Ironically, the council’s vote tallied to 9-1-1. Portia Bias from the7th District voted against it because she said it was not a good deal for the firefighters. Nicholas Ruickoldt of the 2nd District abstained, saying he was a member of a different union currently in contract negotiations with the city. Council members Hoskie and Forsyth were absent.
The mayor and many council members expressed their gratitude towards the Allingtown firefighters for what they were giving up. Chairman Ron Quagliani said they were losing money to protect the city.
“The service you provide to Allingtown is really first rate,” said Quagliani. “The service you provide to the University [of New Haven] community is first rate. I know you love what you do, because you’re still here.”
During public session, the council heard from citizens but then took the stand to air griefs with each other. Namely, Tracy Morrissey of the 8th District and Mayor Nancy Rossi continued their sparing match, which has been going on for several months. Morrissey said after months of fact finding she believes there has been a violation regarding vacation buybacks.
“Elected officials, in any administration, are not entitled to vacation buybacks,” said Morrissey. “I feel strongly that this needs to be repaid.”

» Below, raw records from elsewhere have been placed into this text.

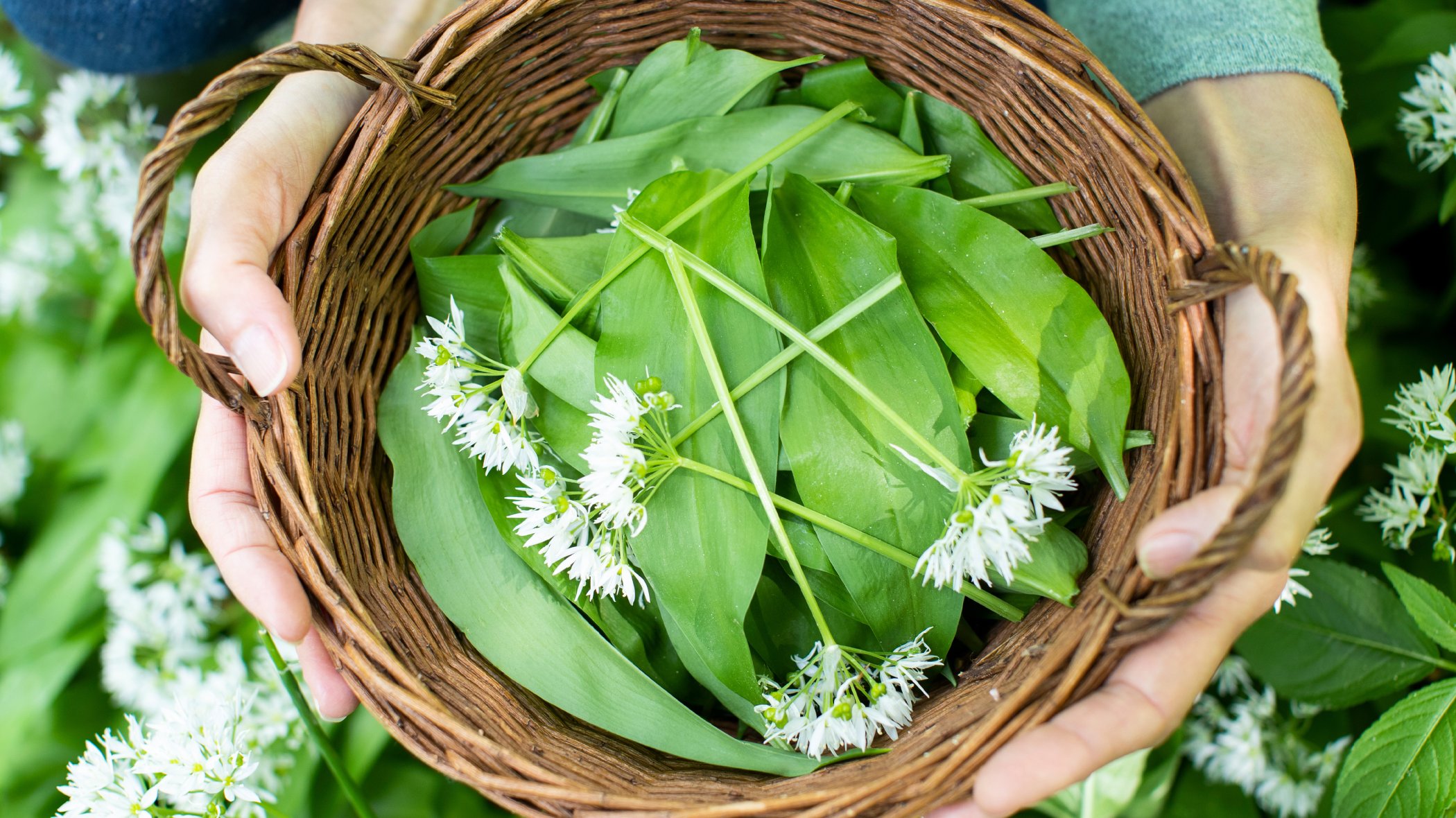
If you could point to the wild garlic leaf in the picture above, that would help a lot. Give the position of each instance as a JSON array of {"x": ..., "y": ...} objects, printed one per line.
[
  {"x": 820, "y": 256},
  {"x": 562, "y": 378},
  {"x": 979, "y": 168},
  {"x": 591, "y": 180},
  {"x": 852, "y": 80},
  {"x": 475, "y": 284},
  {"x": 644, "y": 328},
  {"x": 1435, "y": 614},
  {"x": 521, "y": 625},
  {"x": 1008, "y": 312},
  {"x": 1401, "y": 767},
  {"x": 668, "y": 86},
  {"x": 561, "y": 267},
  {"x": 1347, "y": 644},
  {"x": 1057, "y": 561}
]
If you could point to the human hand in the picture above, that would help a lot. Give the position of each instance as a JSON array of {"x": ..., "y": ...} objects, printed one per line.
[
  {"x": 245, "y": 202},
  {"x": 1270, "y": 159}
]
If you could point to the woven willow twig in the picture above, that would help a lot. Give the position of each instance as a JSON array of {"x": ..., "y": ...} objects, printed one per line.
[{"x": 516, "y": 69}]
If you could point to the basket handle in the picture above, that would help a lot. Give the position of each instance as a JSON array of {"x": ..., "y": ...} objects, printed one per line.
[
  {"x": 198, "y": 119},
  {"x": 1222, "y": 271}
]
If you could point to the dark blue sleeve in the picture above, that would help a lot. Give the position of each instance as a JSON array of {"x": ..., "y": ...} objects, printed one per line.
[{"x": 141, "y": 37}]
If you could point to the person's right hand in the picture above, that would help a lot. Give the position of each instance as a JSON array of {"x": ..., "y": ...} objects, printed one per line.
[{"x": 245, "y": 202}]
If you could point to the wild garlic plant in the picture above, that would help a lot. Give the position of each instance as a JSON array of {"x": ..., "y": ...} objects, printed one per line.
[
  {"x": 1416, "y": 505},
  {"x": 836, "y": 696},
  {"x": 1238, "y": 734}
]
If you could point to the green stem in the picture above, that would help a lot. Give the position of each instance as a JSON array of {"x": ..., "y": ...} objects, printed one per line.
[
  {"x": 1066, "y": 236},
  {"x": 1021, "y": 195},
  {"x": 321, "y": 740},
  {"x": 881, "y": 548},
  {"x": 736, "y": 291},
  {"x": 749, "y": 172},
  {"x": 792, "y": 351},
  {"x": 740, "y": 435}
]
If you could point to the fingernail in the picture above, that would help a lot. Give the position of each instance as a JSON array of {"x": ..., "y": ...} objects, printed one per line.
[
  {"x": 1162, "y": 557},
  {"x": 261, "y": 358}
]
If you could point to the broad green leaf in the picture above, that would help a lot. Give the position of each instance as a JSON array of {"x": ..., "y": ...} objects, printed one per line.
[
  {"x": 1008, "y": 312},
  {"x": 704, "y": 543},
  {"x": 1105, "y": 794},
  {"x": 1349, "y": 644},
  {"x": 852, "y": 80},
  {"x": 476, "y": 287},
  {"x": 593, "y": 180},
  {"x": 517, "y": 622},
  {"x": 781, "y": 627},
  {"x": 979, "y": 168},
  {"x": 561, "y": 267},
  {"x": 820, "y": 256},
  {"x": 533, "y": 220},
  {"x": 1057, "y": 559},
  {"x": 627, "y": 631},
  {"x": 561, "y": 378},
  {"x": 54, "y": 587},
  {"x": 910, "y": 133},
  {"x": 683, "y": 80},
  {"x": 1401, "y": 767},
  {"x": 1435, "y": 614}
]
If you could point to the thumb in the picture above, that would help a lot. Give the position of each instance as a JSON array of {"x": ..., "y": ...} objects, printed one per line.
[{"x": 245, "y": 201}]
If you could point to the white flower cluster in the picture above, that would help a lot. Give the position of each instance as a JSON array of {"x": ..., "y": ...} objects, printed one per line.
[
  {"x": 999, "y": 510},
  {"x": 1414, "y": 503},
  {"x": 488, "y": 428},
  {"x": 586, "y": 532},
  {"x": 96, "y": 133},
  {"x": 1319, "y": 542},
  {"x": 190, "y": 762},
  {"x": 13, "y": 98},
  {"x": 842, "y": 697},
  {"x": 162, "y": 648},
  {"x": 1249, "y": 744},
  {"x": 15, "y": 463},
  {"x": 1430, "y": 125}
]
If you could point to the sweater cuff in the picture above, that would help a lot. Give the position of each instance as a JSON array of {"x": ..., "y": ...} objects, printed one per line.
[{"x": 1152, "y": 46}]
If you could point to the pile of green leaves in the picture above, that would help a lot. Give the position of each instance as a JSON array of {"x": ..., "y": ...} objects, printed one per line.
[{"x": 864, "y": 233}]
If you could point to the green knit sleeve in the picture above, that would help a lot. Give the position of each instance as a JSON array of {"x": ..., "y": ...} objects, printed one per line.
[{"x": 1154, "y": 46}]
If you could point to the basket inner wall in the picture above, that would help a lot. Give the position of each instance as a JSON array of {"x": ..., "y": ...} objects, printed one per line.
[{"x": 519, "y": 69}]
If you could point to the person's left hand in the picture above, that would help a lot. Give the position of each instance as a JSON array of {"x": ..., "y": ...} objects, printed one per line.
[{"x": 1270, "y": 159}]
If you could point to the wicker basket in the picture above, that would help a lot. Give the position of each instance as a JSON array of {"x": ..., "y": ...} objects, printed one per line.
[{"x": 501, "y": 79}]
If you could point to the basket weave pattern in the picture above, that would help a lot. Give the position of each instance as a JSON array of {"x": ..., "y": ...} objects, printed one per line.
[{"x": 503, "y": 79}]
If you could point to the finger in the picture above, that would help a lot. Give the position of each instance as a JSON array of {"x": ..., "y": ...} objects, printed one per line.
[
  {"x": 245, "y": 201},
  {"x": 1142, "y": 704},
  {"x": 331, "y": 695},
  {"x": 225, "y": 514}
]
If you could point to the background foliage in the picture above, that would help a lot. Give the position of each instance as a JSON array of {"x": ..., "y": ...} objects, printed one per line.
[{"x": 107, "y": 422}]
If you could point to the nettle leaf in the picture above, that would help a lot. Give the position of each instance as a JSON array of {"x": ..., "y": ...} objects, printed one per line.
[
  {"x": 1435, "y": 614},
  {"x": 1401, "y": 767},
  {"x": 1349, "y": 644},
  {"x": 593, "y": 180},
  {"x": 979, "y": 168},
  {"x": 820, "y": 256},
  {"x": 1057, "y": 559},
  {"x": 700, "y": 528},
  {"x": 476, "y": 286},
  {"x": 688, "y": 79},
  {"x": 852, "y": 80},
  {"x": 1008, "y": 312},
  {"x": 521, "y": 622}
]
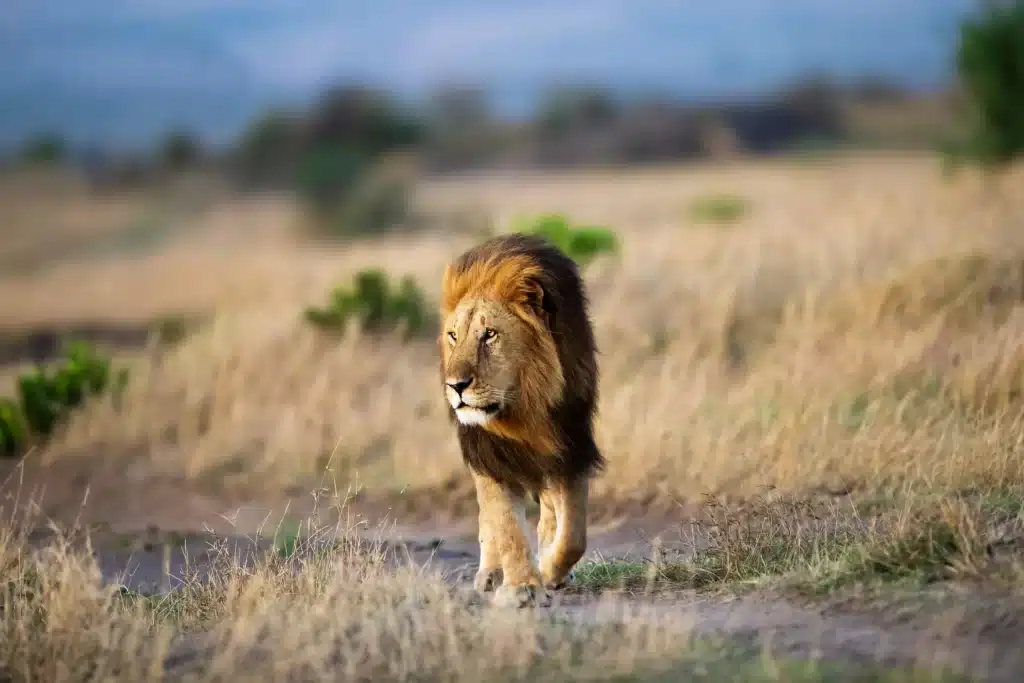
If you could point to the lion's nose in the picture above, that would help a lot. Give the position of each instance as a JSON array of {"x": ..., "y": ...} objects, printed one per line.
[{"x": 460, "y": 385}]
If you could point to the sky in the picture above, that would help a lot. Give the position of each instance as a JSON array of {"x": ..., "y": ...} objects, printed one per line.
[{"x": 99, "y": 69}]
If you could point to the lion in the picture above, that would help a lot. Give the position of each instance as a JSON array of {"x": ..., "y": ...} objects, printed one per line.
[{"x": 519, "y": 373}]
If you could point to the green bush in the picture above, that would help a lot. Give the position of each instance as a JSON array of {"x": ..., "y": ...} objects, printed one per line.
[
  {"x": 376, "y": 304},
  {"x": 990, "y": 67},
  {"x": 583, "y": 244},
  {"x": 720, "y": 209},
  {"x": 45, "y": 398}
]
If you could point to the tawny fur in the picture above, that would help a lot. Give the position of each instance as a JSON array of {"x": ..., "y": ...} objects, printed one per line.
[{"x": 519, "y": 360}]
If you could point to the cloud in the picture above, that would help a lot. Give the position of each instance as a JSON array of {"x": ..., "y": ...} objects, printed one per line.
[
  {"x": 481, "y": 41},
  {"x": 298, "y": 45}
]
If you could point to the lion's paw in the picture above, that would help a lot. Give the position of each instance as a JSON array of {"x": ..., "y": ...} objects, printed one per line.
[
  {"x": 522, "y": 595},
  {"x": 559, "y": 585},
  {"x": 487, "y": 580}
]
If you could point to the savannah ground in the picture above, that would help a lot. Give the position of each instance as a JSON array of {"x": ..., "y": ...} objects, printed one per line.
[{"x": 811, "y": 413}]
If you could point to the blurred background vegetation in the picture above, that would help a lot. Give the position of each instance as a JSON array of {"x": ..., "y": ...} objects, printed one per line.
[{"x": 350, "y": 154}]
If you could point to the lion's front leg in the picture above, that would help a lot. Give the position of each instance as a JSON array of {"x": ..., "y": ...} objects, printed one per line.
[
  {"x": 488, "y": 575},
  {"x": 503, "y": 536},
  {"x": 569, "y": 504}
]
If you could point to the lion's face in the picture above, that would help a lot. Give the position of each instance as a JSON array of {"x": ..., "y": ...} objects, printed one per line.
[{"x": 484, "y": 349}]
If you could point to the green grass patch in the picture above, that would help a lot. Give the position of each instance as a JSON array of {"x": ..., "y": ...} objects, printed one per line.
[{"x": 817, "y": 548}]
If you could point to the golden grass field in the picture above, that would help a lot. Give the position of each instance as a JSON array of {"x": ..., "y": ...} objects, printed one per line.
[{"x": 857, "y": 334}]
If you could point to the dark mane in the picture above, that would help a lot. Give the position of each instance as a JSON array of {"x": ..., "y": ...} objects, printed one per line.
[{"x": 496, "y": 266}]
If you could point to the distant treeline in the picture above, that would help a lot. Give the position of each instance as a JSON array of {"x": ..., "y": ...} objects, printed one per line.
[{"x": 456, "y": 129}]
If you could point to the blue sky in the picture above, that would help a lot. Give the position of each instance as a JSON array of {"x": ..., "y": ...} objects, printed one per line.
[{"x": 211, "y": 62}]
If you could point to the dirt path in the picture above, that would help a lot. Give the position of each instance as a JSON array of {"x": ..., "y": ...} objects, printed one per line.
[
  {"x": 153, "y": 538},
  {"x": 154, "y": 562}
]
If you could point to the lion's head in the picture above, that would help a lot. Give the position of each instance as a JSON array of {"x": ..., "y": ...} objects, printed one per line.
[{"x": 500, "y": 363}]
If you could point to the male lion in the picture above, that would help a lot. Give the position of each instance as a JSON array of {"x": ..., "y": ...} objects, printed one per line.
[{"x": 520, "y": 377}]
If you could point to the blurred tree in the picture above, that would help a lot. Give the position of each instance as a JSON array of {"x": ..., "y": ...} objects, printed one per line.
[
  {"x": 565, "y": 108},
  {"x": 181, "y": 148},
  {"x": 44, "y": 148},
  {"x": 990, "y": 70},
  {"x": 267, "y": 153},
  {"x": 366, "y": 121}
]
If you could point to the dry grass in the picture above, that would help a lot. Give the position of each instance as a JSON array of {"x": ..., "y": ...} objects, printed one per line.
[
  {"x": 858, "y": 331},
  {"x": 340, "y": 608},
  {"x": 861, "y": 329}
]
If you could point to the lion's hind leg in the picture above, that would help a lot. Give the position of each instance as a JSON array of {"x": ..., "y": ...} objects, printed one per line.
[
  {"x": 569, "y": 544},
  {"x": 503, "y": 538}
]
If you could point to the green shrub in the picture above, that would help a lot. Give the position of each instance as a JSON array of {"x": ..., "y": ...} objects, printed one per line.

Morrissey asked the council to figure out how to proceed. In addition she said she filed a Freedom of Information Act request to see the records of all comp time for the last two and a half years for elected officials, appointed officials and all employees of the 1103 union.
Mayor Rossi went to the podium next. She handed out a spreadsheet listing city employee payouts at termination dating back to 2015. The payouts totaled over $1.38 million. The mayor said she had given the data to the city council weeks ago but it had been ignored.
“If we are going to shine a light we should shine a light on everyone, not just one person,” said Rossi. “And, unfortunately, all they’ve been doing is shining the light on me.”
Rossi said if the council wants to force people to pay back the city they should include their political allies. She said she had been trying to treat everyone at city hall fairly since she took office, adding that it was new to the building. She also stated that she has worked 500 extra hours without pay since taking office, and did not expect or want to be paid back for it.
“Instead of people applauding that and saying ‘Wow, she’s working for free.’ They would rather bash and trash,” said Rossi. “And I don’t think that’s a very fair thing to do.”
The mayor also said she wanted to see elected and appointed officials update their ethics forms and fulltime elected officials submit to a drug test.
After the mayor spoke, Debbie Collins, the current City Clerk who has formed an exploratory committee for the mayoral race, addressed the council and said she would gladly take a drug test.